Surtout que Parafaragamus descendait à la cave chaque jour au coucher du soleil. Pugnace, le chat lui emboîtait le pas, la queue en forme de point d'interrogation, espérant à chaque fois déjouer la vigilance du magicien et ainsi apercevoir le grand livre. Mais en vain.
 
Une fois, le chat avait même vu Parafagamus descendre avec plusieurs lourdes chaines et trois gros cadenas, faits d'un alliage métallique (que le magicien avait lui même fabriqué dans son creuset, au terme d'une interminable chauffe digne de la marmite de l'enfer !). Ce jour-là, un grand remue ménage avait secoué les fondations du donjon comme si un combat fabuleux entre deux bêtes avait lieu.

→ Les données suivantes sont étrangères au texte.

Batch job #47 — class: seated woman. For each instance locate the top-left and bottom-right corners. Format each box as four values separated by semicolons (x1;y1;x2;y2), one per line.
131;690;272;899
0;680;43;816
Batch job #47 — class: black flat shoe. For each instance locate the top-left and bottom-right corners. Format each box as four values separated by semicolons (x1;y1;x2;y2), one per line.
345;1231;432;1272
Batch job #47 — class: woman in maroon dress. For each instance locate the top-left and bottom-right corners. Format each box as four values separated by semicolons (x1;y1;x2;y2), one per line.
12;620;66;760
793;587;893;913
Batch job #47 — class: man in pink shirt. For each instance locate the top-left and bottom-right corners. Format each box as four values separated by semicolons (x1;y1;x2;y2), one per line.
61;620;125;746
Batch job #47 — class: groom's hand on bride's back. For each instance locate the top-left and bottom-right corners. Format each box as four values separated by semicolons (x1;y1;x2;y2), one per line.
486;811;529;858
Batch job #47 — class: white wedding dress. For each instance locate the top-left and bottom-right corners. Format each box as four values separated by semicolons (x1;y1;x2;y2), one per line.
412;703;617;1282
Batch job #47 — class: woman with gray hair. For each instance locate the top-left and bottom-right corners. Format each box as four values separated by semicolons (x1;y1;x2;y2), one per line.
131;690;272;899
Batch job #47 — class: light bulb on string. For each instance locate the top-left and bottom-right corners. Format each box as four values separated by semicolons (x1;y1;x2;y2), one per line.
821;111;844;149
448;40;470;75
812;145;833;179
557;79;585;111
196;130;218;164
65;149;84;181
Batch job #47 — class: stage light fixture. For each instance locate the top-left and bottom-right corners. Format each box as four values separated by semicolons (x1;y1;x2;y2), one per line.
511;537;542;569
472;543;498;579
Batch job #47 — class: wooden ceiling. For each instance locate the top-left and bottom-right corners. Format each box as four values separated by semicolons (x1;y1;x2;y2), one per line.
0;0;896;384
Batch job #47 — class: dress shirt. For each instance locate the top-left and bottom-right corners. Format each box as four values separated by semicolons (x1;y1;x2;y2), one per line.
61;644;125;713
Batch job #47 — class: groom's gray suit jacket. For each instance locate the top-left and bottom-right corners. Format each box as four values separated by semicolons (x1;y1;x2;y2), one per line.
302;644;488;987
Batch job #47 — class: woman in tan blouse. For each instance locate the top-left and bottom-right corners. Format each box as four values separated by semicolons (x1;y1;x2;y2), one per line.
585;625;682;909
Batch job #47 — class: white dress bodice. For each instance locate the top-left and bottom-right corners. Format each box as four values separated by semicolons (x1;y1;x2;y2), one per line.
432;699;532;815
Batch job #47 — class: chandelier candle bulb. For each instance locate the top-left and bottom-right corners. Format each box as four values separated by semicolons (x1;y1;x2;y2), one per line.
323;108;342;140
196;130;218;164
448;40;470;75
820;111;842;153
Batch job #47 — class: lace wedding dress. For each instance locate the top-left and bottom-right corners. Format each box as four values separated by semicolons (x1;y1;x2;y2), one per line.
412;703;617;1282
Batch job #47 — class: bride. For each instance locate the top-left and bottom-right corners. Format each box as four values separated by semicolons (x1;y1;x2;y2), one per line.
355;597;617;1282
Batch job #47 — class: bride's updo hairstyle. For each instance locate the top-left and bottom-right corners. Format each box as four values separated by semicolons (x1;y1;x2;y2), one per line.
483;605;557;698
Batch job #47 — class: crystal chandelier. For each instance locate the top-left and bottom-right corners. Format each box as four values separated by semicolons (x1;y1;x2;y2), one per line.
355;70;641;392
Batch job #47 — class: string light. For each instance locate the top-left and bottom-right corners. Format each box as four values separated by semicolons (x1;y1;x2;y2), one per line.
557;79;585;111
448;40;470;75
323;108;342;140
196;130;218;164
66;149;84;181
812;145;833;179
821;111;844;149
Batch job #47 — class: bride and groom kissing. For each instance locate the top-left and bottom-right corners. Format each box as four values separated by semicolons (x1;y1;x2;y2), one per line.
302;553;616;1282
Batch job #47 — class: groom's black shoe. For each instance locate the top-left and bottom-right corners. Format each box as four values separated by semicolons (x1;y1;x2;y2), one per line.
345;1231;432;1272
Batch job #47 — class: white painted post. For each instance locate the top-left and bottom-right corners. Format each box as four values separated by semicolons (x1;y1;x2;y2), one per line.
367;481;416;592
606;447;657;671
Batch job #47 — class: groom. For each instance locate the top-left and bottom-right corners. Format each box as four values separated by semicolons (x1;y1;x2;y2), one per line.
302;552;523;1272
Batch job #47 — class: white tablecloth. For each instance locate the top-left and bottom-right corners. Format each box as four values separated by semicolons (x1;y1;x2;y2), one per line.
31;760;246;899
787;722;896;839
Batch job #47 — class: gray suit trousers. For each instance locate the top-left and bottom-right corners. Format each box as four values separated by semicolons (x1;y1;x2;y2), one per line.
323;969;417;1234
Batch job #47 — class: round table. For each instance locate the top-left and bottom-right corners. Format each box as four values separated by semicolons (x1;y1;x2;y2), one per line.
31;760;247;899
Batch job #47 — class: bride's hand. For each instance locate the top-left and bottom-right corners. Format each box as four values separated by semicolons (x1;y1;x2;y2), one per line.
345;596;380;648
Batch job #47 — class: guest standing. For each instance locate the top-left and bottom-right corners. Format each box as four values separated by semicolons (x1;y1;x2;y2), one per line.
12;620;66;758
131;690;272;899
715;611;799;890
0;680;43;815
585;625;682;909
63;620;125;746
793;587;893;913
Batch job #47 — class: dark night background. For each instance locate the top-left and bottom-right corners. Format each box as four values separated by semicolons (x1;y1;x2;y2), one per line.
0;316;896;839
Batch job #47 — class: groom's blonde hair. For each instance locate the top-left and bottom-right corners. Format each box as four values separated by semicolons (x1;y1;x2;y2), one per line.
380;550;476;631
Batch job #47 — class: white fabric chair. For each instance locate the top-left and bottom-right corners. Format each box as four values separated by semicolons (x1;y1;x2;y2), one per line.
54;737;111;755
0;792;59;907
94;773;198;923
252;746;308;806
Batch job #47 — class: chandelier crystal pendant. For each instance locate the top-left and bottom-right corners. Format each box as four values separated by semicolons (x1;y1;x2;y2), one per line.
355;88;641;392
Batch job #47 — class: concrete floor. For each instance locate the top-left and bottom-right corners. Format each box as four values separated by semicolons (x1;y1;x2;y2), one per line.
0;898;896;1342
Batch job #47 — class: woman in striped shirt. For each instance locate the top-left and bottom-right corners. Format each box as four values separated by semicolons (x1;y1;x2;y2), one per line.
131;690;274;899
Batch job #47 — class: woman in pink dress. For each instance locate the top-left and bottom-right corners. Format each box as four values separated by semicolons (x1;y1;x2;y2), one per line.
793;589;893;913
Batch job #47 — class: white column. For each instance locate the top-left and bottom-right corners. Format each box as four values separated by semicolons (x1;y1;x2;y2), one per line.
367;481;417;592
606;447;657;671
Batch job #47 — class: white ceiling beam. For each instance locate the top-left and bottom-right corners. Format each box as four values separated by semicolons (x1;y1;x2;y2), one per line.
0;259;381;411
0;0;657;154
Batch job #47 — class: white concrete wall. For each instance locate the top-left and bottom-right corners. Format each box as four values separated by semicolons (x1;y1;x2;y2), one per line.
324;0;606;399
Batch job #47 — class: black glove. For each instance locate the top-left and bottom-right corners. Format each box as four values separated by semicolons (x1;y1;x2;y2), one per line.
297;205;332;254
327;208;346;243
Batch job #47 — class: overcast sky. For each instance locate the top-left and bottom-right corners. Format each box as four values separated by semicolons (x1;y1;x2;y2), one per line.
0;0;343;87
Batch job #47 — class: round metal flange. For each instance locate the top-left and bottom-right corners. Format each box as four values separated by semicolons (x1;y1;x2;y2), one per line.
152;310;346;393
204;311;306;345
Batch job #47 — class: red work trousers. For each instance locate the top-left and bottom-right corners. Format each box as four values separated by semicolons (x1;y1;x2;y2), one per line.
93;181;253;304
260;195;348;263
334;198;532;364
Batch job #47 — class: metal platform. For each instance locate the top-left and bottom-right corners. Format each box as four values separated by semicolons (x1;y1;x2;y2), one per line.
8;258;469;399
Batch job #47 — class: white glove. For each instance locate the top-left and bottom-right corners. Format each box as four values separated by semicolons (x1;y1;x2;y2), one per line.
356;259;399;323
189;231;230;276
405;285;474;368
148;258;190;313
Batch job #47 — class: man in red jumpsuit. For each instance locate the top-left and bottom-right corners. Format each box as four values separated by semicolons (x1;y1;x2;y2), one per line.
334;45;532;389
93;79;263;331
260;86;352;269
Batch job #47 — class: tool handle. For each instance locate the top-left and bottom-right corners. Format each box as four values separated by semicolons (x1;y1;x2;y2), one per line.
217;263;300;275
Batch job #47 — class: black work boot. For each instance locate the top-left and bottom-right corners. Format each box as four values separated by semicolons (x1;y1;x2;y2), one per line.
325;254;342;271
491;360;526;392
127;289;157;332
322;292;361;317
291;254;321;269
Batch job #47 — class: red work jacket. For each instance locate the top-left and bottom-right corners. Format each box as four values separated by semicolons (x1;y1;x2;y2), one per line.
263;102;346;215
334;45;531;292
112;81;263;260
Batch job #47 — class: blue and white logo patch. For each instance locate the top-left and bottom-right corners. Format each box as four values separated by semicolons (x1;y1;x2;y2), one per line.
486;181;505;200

Parafaragamus avait scandé des imprécations incompréhensibles encore plus impressionnantes que d'habitude, les cadenas et les chaines avaient certainement été projetés sur les épais murs de pierre et un cri strident avait retenti à plusieurs reprises.
Finalement, le calme était revenu et le magicien était sorti de la cave avec sa toque en astrakan posée de travers sur le chef, et l'étoffe de la robe déchirée en plusieurs endroits. Le chat, assis juste en face de la porte, avait alors remarqué que son maître semblait épuisé et soucieux.
Il lui avait dit : "Ah ça ! Prends bien garde de ne jamais entrer ici ! Tu le regretterais amèrement mon cher matou !". Mais la curiosité du chat était la plus forte et il s'était toujours juré de découvrir le secret de la pièce interdite.

Alors, le chat avait imaginé un ingénieux stratagème pour y accéder enfin. Alors que Parafaragamus y était enfermé un soir, le matou avait poussé de toutes ses forces un petit boulet de canon entreposé au sol contre un vieux coffre sombre. Il l'avait patiemment fait rouler jusqu'au sommet de l'escalier qui menait aux souterrains et, d'un dernier coup de patte, l'avait fait basculer.
Le boulet s'était mis à dégringoler l'escalier, causant un vacarme de tous les diables, roulant et chutant sur chaque marche comme l'aurait fait le pas lourd d'un guerrier en armure.
Le chat s'était précipité à sa suite et ce qu'il escomptait arriva : alerté par le chahut, Parafaragamus ouvrit la porte de la pièce interdite et sorti dans le souterrain. Profitant de sa surprise, le chat s'engouffra dans l’entrebâillement de la porte à la vitesse de l'éclair.
Ce qu'il découvrit dépassa alors tout ce qu'il avait pu imaginer. Le grand livre était encore plus grand que Parafaragamus, le dépassant de deux pieds. Il était littéralement enchaîné et bougeait, comme animé par une force extérieure. Sa couverture rouge sang semblait vivante, comme si un réseau sanguin irriguait son cuir.
Mais alors que le chat commençait à sentir la peur envahir ses moustaches, les chaines et les cadenas cédèrent d'un seul coup et le livre s'ouvrit brutalement. Le chat eu juste le temps d'apercevoir les traces d'une connaissance interdite sur les grandes pages parcheminées, avant d'être changé en pierre.